One of the biggest bears on Wall Street has turned bullish: James Grant, author of the inimitable Grant’s Interest Rate Observer, argues this week in the Wall Street Journal that great downturns are followed by barn-burning recoveries. The bears are not taking this in stride. The Big Picture blog writes that Grant ignores “aspects to the current unraveling that are historically unique and extraordinarily unsettling.”
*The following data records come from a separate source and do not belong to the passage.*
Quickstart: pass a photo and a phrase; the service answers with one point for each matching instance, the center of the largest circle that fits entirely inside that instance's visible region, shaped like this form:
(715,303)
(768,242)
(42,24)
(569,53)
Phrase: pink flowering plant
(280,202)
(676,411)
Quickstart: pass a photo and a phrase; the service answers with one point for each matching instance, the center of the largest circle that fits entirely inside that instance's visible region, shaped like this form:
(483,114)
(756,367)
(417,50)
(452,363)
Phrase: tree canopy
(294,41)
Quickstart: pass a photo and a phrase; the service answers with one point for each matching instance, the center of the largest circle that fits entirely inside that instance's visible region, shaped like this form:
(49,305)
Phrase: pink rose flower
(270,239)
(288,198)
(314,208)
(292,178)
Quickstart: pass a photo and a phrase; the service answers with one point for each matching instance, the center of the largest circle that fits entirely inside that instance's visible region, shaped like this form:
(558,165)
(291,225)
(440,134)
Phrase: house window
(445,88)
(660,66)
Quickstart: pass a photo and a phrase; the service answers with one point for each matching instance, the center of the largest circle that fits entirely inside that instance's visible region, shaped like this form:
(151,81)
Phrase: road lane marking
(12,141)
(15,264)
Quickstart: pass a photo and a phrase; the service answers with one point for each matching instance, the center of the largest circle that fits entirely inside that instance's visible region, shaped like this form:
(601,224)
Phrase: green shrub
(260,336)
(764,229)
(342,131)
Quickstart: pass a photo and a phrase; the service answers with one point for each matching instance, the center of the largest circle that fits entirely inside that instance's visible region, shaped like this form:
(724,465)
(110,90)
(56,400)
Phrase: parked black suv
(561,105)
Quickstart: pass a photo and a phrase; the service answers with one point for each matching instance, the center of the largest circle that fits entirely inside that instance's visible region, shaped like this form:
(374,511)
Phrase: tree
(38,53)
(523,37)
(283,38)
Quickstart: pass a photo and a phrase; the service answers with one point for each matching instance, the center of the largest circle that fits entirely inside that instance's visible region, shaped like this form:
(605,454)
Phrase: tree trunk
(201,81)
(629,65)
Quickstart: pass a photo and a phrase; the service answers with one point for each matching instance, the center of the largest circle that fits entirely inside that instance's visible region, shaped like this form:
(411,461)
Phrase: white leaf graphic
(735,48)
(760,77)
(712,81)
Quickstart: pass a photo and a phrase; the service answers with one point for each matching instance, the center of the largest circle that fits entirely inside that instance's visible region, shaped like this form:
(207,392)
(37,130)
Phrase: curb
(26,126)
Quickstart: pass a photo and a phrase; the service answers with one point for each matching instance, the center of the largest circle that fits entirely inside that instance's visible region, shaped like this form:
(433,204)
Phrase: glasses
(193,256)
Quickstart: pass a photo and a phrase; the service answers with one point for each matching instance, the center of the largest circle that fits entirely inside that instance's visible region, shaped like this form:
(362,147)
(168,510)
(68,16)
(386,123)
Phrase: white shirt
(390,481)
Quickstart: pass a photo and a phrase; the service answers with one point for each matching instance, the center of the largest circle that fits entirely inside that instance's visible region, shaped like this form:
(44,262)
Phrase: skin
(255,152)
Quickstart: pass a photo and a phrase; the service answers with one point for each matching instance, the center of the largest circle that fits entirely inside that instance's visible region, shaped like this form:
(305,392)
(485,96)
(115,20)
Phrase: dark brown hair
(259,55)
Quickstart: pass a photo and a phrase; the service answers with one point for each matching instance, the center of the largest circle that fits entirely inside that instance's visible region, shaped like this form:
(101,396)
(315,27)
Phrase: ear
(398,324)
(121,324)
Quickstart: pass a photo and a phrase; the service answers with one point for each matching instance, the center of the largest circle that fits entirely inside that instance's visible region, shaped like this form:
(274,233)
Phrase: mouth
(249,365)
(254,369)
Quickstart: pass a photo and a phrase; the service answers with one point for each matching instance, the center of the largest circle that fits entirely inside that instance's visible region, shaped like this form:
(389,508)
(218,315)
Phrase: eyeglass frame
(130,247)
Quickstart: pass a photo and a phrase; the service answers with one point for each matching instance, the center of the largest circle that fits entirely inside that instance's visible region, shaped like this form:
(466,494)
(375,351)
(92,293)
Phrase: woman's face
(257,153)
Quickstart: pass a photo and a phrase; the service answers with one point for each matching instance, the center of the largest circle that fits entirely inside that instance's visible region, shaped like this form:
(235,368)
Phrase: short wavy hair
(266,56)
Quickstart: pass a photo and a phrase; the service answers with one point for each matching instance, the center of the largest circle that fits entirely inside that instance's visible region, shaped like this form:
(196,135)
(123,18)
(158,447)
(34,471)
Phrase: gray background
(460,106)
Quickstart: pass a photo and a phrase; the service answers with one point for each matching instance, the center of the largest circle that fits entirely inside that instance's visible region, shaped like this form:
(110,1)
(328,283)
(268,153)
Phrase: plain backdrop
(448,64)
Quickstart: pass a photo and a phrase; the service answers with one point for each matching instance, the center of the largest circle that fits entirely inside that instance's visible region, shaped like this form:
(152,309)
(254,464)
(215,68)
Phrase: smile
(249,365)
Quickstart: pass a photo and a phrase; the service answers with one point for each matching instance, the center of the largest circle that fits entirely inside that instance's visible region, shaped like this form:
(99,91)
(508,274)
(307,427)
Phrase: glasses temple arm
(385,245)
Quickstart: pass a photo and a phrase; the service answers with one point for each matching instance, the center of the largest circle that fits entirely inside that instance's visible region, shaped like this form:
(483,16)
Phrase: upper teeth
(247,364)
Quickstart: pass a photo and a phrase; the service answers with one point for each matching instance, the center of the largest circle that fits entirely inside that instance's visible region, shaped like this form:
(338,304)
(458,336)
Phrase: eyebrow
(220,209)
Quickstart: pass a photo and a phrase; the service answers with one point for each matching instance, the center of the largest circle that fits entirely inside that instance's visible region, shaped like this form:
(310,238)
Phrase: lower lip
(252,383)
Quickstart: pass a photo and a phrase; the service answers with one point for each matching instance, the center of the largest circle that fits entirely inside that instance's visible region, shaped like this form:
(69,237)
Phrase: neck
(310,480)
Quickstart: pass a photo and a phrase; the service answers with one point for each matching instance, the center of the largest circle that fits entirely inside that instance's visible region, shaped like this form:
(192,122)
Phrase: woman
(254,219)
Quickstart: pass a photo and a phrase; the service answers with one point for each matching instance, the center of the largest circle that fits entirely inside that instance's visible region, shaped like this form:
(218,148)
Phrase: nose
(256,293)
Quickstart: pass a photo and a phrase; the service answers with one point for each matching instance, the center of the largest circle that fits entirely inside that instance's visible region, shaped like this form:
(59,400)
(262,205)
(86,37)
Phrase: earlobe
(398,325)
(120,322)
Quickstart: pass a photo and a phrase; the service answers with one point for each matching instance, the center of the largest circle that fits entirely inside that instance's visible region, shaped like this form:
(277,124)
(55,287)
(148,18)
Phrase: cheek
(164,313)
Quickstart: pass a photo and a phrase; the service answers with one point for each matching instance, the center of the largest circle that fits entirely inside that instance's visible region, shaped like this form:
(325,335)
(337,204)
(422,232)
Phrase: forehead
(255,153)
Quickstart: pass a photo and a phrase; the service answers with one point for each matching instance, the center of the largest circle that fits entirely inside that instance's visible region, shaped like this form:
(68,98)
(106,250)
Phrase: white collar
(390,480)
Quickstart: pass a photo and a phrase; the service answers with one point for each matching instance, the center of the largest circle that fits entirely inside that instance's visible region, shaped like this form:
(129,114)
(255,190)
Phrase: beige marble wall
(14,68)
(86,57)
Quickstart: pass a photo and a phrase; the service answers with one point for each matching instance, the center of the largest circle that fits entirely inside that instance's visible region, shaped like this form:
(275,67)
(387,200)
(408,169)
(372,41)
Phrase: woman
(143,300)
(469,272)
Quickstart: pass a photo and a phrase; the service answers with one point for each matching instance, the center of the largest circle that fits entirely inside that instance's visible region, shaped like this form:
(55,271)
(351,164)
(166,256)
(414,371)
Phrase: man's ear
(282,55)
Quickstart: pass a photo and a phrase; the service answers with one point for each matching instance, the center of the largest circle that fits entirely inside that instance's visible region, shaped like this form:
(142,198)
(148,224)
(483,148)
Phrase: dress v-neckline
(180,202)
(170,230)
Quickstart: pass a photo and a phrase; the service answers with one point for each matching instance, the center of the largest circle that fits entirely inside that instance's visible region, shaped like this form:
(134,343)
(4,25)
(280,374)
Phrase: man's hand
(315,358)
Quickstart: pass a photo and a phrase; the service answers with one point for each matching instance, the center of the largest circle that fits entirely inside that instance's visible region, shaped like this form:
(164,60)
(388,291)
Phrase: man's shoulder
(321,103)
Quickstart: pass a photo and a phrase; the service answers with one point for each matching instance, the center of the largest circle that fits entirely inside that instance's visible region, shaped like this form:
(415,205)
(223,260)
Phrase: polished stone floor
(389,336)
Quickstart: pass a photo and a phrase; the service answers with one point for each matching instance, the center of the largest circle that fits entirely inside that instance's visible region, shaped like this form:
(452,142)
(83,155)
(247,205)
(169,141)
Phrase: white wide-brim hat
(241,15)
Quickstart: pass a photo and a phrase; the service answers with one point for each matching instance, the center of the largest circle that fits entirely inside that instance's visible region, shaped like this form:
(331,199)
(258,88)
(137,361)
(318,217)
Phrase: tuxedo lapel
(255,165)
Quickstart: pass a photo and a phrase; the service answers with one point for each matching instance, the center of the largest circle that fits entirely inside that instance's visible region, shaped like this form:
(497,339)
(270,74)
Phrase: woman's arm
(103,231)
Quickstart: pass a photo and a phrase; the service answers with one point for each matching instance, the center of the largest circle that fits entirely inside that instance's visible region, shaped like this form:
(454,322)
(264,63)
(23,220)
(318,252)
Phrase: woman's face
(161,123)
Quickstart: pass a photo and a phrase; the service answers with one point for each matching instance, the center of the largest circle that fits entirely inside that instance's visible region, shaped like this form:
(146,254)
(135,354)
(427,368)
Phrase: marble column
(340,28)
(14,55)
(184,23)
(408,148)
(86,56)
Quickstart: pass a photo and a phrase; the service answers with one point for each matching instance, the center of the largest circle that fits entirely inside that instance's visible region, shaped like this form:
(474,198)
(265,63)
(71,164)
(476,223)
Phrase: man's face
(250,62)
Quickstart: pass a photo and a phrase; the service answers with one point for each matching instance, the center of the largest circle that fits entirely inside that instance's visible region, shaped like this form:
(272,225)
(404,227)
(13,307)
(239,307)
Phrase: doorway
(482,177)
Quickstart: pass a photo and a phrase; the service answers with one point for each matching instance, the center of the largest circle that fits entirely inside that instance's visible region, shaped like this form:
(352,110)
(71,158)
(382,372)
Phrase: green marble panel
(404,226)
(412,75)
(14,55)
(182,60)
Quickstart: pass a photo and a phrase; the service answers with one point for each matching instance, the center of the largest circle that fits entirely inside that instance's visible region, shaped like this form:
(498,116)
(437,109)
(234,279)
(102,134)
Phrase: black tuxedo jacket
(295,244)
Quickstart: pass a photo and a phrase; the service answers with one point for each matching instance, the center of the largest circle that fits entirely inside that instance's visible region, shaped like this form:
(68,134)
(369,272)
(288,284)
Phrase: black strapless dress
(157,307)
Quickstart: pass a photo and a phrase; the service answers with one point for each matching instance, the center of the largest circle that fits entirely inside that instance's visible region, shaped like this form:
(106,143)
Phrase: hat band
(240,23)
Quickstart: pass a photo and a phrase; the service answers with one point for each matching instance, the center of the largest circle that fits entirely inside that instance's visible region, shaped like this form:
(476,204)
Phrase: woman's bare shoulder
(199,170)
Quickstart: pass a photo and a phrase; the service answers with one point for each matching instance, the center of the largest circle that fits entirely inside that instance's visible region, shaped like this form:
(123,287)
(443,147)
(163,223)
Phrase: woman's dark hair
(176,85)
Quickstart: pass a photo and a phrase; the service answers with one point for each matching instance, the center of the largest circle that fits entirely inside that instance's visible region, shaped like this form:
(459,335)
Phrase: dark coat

Specifically, guest poster Michael J. Panzner parenthetically notes that “total credit market debt relative to gross domestic product is well beyond anything this country has ever witnessed.” In a comment on The Big Picture blog, Steve Barry, chief investment officer at Goldman Sachs Asset Management’s fundamental equity, provides the numbers on credit vs GDP :
We are now at 373%, basically flat from the 375% as of 1Q09. The highest ever before this run was 260% in 1935. The level at which the market crashed in 1929 was only 170%…the spike to 260% came as GDP plunged and the New Deal started. Total credit has basically been up non-stop since 1953, going really nuclear starting in 1980 at 160% up to 373% now. We will soon find out if deficits and debt don’t matter (low likelihood)…or perhaps we are in deep, deep trouble.
And I have the charts (click on the graphics to enlarge). The first shows the change in credit as a percent of GDP from the 1920s to 2008:
The second is an up close and personal illustration of credit market lift-off from 1980 to the first quarter of this year:
And, of course, I would add that all this debt accumulation won’t do any good going forward for the dollar or the ability of the US to borrow cheaply to fund its liabilities.